Teju Cole, New York City, May 2015. Courtesy the artist.

I always say a white man can write authoritatively and objectively and say, “This is what photography means.” I think a Black person has to move from the point of view of subjectivity. We are not the assumed center of the narrative and that is a tremendous advantage because you can say here is one person, just one person, speaking from personal experience. That makes it more interesting. Personal without surrendering the intellect. This is what we learn from James Baldwin, who is another guiding intelligence of this book. To read James Baldwin is to think about James Baldwin’s body, to think about his frail frame. There is this massive mind but then there is the body that is rejected by society. It is Black, it is effeminate, and people are weirded out by it.

MR: RecentIy I’ve been really interested in thinking through the masculine again, also possibly excavating generative forces…

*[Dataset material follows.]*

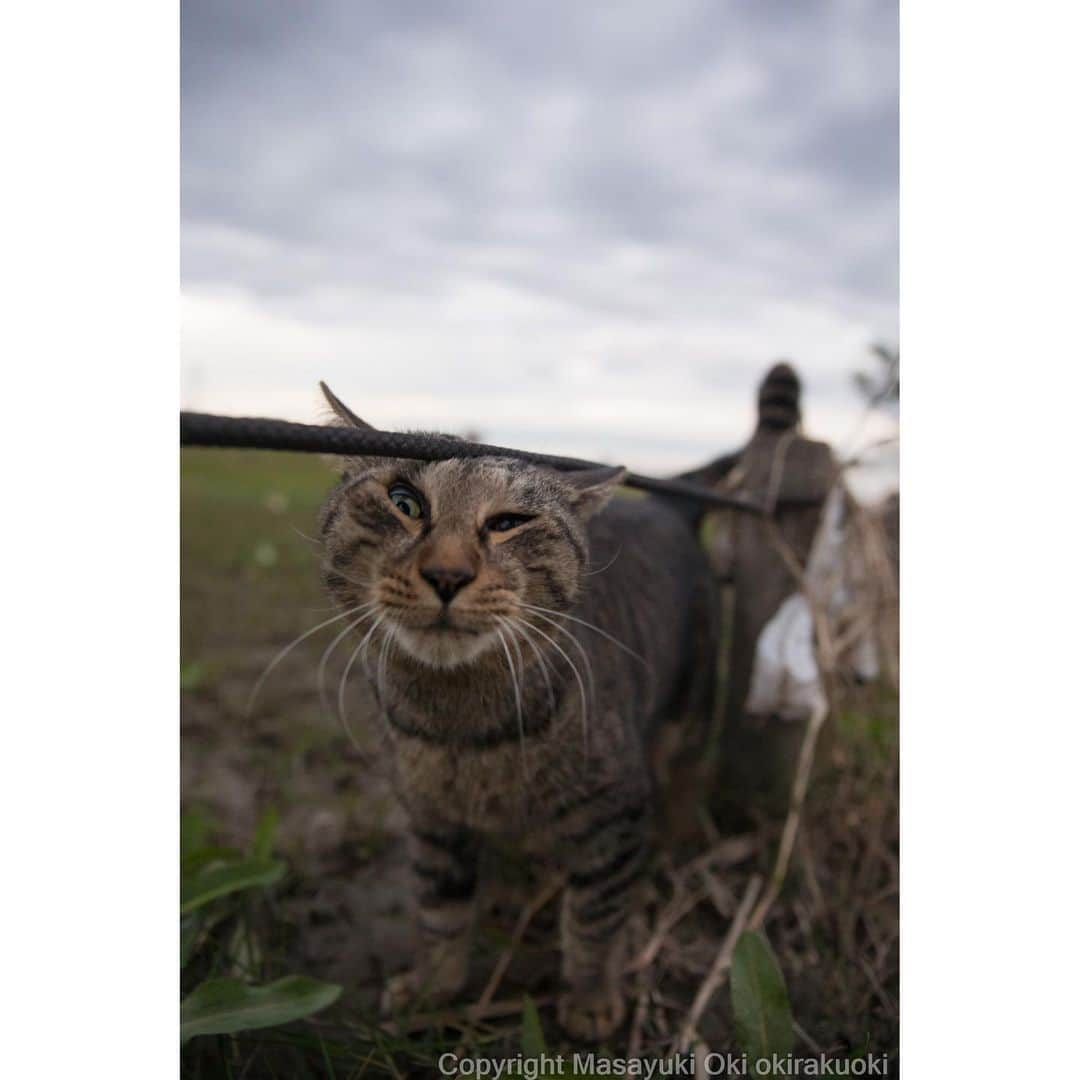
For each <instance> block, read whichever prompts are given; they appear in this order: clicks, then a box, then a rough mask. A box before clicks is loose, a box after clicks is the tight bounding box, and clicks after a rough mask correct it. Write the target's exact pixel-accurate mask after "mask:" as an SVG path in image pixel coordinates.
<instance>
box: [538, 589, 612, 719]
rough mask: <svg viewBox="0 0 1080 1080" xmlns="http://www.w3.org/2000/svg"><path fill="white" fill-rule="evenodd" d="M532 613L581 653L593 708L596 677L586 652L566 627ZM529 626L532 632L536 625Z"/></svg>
mask: <svg viewBox="0 0 1080 1080" xmlns="http://www.w3.org/2000/svg"><path fill="white" fill-rule="evenodd" d="M521 606H522V607H525V606H526V605H524V604H523V605H521ZM532 613H534V615H536V616H538V617H539V618H540V619H543V621H544V622H546V623H550V624H551V625H552V626H554V629H555V630H557V631H558V632H559V633H561V634H563V635H565V636H566V637H567V638H568V639H569V640H570V643H571V644H572V645H573V647H575V648H576V649H577V650H578V652H580V653H581V659H582V661H583V662H584V665H585V676H586V677H588V679H589V697H590V700H591V701H592V703H593V705H594V706H595V705H596V677H595V675H594V673H593V662H592V660H591V659H590V657H589V653H588V651H585V647H584V646H583V645H582V644H581V643H580V642H579V640H578V639H577V637H575V636H573V634H571V633H570V631H568V630H567V629H566V626H564V625H562V624H561V623H557V622H555V620H554V619H549V618H548V616H545V615H541V613H540V611H534V612H532ZM529 625H530V626H532V629H534V630H536V629H537V625H536V623H529Z"/></svg>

TC: Yes. There is the masculine but then there is also the heterosexual. In other words, what does it mean to write about heterosexuality? When it is always thought about as already explained, when it is considered as always already oppressive (and therefore, strangely, beyond critique), what possibilities are we foreclosing? And it is specifically heterosexuals that need that. Without confronting that, they will never understand why it is they feel the need to be homophobic or transphobic, for example. Heterosexual men need to understand that they’re also functioning in a construct.

MR: Are you genuinely interested in how readers receive your work?

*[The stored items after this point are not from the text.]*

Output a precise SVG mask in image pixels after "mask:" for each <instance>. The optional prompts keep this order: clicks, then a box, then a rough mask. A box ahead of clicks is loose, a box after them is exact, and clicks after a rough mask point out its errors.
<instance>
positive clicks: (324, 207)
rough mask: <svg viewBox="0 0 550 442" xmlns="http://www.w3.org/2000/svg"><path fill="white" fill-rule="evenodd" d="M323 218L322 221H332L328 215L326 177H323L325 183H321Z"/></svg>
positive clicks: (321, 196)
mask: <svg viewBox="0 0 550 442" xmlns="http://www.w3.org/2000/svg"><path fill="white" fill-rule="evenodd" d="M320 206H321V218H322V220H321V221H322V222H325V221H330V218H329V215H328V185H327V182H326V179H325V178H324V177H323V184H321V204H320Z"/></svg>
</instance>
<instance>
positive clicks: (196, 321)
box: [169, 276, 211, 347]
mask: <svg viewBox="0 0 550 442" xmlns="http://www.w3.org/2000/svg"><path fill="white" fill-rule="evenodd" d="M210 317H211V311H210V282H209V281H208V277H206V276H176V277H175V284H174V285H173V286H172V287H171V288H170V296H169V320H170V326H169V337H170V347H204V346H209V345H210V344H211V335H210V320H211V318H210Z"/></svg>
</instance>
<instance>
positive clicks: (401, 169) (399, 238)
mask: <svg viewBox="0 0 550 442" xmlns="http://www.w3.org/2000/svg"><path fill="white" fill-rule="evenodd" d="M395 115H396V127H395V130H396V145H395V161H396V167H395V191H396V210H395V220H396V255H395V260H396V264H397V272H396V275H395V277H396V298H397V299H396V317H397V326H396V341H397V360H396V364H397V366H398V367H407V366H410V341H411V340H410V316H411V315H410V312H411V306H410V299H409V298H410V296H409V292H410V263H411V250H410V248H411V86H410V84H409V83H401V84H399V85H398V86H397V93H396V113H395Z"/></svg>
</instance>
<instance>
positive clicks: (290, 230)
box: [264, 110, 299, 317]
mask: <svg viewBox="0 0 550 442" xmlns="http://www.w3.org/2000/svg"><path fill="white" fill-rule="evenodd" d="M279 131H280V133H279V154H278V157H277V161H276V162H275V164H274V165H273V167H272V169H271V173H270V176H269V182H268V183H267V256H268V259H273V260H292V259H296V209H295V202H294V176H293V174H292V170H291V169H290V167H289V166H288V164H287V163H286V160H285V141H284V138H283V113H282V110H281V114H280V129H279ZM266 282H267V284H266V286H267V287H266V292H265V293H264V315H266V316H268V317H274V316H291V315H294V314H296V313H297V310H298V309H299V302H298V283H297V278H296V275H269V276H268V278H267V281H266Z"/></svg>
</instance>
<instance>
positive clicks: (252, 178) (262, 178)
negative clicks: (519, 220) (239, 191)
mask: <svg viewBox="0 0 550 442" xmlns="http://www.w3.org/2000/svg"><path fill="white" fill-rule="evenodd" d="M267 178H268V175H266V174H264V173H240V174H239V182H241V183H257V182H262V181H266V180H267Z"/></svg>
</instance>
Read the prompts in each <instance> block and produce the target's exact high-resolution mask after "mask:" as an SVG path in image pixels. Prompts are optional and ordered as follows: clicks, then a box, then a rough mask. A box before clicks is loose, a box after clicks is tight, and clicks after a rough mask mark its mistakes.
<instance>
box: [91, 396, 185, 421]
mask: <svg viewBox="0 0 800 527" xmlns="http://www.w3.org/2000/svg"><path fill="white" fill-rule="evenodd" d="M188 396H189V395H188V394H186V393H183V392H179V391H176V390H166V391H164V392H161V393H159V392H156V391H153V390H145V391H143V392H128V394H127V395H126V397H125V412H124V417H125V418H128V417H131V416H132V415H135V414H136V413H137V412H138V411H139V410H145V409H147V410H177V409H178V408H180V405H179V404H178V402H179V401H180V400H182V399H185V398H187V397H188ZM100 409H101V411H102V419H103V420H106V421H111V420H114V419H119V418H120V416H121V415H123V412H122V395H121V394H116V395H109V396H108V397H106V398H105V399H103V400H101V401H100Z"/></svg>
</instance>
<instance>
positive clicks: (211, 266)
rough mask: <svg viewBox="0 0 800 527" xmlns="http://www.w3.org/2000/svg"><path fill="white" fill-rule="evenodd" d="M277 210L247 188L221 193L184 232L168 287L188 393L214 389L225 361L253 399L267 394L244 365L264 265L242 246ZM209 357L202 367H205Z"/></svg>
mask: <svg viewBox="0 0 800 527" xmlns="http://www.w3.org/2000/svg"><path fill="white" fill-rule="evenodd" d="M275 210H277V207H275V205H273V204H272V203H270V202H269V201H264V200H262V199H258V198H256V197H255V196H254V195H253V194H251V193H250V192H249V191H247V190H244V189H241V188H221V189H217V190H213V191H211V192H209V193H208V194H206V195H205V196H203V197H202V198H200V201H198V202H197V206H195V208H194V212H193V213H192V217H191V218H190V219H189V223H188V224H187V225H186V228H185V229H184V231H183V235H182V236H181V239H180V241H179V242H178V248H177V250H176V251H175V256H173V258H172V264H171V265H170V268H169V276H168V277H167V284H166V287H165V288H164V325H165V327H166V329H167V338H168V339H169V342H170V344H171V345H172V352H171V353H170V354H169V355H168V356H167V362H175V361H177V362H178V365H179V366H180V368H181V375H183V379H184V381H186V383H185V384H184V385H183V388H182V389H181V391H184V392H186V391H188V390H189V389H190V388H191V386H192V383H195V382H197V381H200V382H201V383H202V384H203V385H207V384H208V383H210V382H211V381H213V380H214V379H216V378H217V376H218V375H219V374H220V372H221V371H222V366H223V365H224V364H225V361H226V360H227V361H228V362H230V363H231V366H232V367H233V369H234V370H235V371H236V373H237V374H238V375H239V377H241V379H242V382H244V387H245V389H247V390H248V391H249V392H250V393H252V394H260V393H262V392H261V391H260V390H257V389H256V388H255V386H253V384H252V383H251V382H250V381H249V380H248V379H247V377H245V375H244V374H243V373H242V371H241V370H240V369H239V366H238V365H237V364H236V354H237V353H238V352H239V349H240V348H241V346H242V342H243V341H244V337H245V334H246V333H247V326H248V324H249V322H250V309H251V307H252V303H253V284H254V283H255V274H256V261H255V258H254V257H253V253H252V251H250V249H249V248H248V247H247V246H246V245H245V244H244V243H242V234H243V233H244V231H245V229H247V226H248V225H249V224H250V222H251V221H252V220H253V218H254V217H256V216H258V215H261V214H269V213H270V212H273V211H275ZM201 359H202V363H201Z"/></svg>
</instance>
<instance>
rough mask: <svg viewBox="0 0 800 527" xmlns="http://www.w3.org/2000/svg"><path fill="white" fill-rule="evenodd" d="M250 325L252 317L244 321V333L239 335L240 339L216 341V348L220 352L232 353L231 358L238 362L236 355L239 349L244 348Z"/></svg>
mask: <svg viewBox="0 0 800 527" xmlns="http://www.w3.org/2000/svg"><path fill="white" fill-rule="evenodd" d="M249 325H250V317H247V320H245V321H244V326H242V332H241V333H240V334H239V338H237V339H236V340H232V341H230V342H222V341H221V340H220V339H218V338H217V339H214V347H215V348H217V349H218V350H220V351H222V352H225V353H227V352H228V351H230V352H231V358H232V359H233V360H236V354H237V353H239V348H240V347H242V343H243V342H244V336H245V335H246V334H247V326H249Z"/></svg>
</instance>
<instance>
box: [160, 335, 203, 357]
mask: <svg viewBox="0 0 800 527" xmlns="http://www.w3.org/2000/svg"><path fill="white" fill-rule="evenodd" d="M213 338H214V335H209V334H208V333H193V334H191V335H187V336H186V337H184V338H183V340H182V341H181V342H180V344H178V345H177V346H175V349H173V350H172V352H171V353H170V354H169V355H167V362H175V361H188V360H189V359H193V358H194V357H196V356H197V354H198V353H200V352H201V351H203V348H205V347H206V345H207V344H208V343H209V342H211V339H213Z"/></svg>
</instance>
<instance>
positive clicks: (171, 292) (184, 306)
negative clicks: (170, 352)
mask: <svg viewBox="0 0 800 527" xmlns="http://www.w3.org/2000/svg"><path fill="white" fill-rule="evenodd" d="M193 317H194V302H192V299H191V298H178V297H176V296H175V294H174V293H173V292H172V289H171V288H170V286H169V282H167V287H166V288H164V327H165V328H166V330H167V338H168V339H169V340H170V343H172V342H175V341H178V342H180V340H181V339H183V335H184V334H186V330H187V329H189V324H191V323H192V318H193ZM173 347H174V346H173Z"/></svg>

TC: Yes, I am. But I don’t locate those neuroses on a racial or political level. The work itself is already political. What interests me is intimacy. It always gets to me when a random person from India writes and says, I feel as if your work is speaking from inside me. Or when someone from the Netherlands says a certain paragraph made them burst into tears. To write successfully is a peculiar form of spirit possession. That goes actually back to my earlier thoughts on religion – of the things that can begin to play religion’s role after we have surrendered religion.

 

Magnus Rosengarten is a writer and artist based in New York.